Sisma, più controlli nei cantieri: scatta il piano dell’Antimafia

I prefetti del cratere convocati a Roma: deciso il rafforzamento delle ispezioni per garantire la legalità Intanto il ministro Calderoli dà parere favorevole alla stabilizzazione di 350 tecnici, 79 in Abruzzo
TERAMO. C’è un piano per effettuare più ispezioni nei cantieri del cratere sismico 2016 con l’obiettivo di difendere la ricostruzione da infiltrazioni criminali e assicurare il rispetto delle norme sulla sicurezza sul lavoro. Il direttore della Struttura per la Prevenzione antimafia del ministero dell’Interno, Prefetto Paolo Canaparo, ha incontrato giovedì, insieme al commissario straordinario del Governo per la ricostruzione dei territori interessati dal sisma 2016, Guido Castelli, al vice capo della polizia e direttore centrale della polizia criminale, prefetto Raffaele Grassi, e al direttore della Direzione investigativa antimafia, generale Michele Carbone, i prefetti delle province del centro Italia colpite dal sisma del 2016. In una nota del Viminale si legge: «Nel corso dell’incontro è stata effettuata una ricognizione dello stato degli accessi nei cantieri della ricostruzione pubblica e privata con contribuzione pubblica e sono state condivise alcune iniziative di collaborazione tra tutti i soggetti interessati, per rafforzare l’attività di prevenzione anche attraverso una programmazione coordinata dell’attività ispettiva.

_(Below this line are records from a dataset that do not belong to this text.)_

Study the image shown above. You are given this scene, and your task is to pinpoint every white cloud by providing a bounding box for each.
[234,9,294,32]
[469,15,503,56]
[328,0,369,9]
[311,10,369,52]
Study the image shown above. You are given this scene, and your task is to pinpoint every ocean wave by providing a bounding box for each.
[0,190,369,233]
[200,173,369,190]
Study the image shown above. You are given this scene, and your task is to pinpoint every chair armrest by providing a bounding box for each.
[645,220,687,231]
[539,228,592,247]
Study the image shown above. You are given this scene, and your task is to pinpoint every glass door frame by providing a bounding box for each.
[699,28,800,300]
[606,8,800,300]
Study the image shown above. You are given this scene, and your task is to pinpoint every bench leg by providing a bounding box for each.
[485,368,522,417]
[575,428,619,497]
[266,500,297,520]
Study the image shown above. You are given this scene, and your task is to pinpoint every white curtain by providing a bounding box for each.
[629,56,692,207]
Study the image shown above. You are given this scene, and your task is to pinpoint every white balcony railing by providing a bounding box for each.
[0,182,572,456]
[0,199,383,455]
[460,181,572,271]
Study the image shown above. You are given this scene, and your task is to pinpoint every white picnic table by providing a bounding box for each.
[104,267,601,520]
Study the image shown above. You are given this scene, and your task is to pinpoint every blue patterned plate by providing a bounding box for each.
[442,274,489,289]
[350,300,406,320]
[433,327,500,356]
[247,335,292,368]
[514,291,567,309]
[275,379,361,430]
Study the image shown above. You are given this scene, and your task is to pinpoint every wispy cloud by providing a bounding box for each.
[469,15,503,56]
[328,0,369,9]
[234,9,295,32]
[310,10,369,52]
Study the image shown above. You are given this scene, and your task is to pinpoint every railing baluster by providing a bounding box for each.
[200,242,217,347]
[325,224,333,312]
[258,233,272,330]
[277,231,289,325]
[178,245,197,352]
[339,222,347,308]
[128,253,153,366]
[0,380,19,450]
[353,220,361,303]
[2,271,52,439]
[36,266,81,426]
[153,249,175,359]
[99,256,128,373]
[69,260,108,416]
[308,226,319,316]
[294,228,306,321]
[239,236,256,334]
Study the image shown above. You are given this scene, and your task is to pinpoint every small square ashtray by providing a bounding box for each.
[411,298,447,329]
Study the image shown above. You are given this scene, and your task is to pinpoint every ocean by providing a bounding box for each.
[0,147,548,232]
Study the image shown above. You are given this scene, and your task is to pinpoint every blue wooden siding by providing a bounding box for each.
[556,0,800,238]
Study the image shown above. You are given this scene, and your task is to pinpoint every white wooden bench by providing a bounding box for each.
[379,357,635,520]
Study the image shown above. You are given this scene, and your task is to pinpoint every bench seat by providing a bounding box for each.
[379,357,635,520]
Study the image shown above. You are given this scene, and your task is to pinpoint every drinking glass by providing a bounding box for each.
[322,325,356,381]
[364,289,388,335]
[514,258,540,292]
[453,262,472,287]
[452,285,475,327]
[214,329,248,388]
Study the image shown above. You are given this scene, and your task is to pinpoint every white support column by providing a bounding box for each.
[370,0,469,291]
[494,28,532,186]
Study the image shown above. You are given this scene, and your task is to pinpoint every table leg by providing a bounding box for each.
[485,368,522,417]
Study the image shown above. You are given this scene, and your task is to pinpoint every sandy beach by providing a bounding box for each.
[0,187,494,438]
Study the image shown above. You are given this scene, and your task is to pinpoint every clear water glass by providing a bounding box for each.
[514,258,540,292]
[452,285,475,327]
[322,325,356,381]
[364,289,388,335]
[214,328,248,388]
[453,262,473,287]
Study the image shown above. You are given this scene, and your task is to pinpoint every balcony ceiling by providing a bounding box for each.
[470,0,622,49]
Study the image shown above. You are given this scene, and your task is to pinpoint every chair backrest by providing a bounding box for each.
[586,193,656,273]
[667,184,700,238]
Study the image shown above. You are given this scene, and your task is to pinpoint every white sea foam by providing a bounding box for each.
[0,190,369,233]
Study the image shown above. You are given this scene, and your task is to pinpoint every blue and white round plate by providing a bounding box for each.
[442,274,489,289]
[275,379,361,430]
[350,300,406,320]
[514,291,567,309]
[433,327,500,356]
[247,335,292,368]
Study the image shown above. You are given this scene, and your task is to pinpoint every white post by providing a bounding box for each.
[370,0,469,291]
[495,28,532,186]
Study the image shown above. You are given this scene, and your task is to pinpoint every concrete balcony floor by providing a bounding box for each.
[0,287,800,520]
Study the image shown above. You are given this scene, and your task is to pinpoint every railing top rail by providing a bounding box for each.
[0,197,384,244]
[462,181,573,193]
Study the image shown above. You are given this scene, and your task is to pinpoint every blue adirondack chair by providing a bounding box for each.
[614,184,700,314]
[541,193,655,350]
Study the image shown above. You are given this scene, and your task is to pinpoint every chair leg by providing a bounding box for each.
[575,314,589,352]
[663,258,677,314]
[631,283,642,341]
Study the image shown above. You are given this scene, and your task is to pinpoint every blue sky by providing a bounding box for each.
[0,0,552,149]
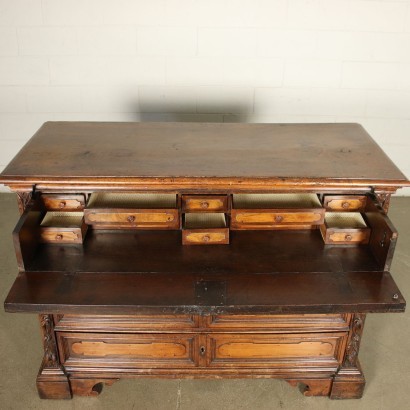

In particolare, è stata evidenziata l’importanza di implementare i contenuti della Piattaforma informatica gestita dal commissario straordinario con le informazioni ritenute utili per monitorare l’avvio dei lavori e la regolare gestione dei cantieri, con particolare riguardo ai flussi di manodopera e alle condizioni di sicurezza dei lavoratori che vi operano».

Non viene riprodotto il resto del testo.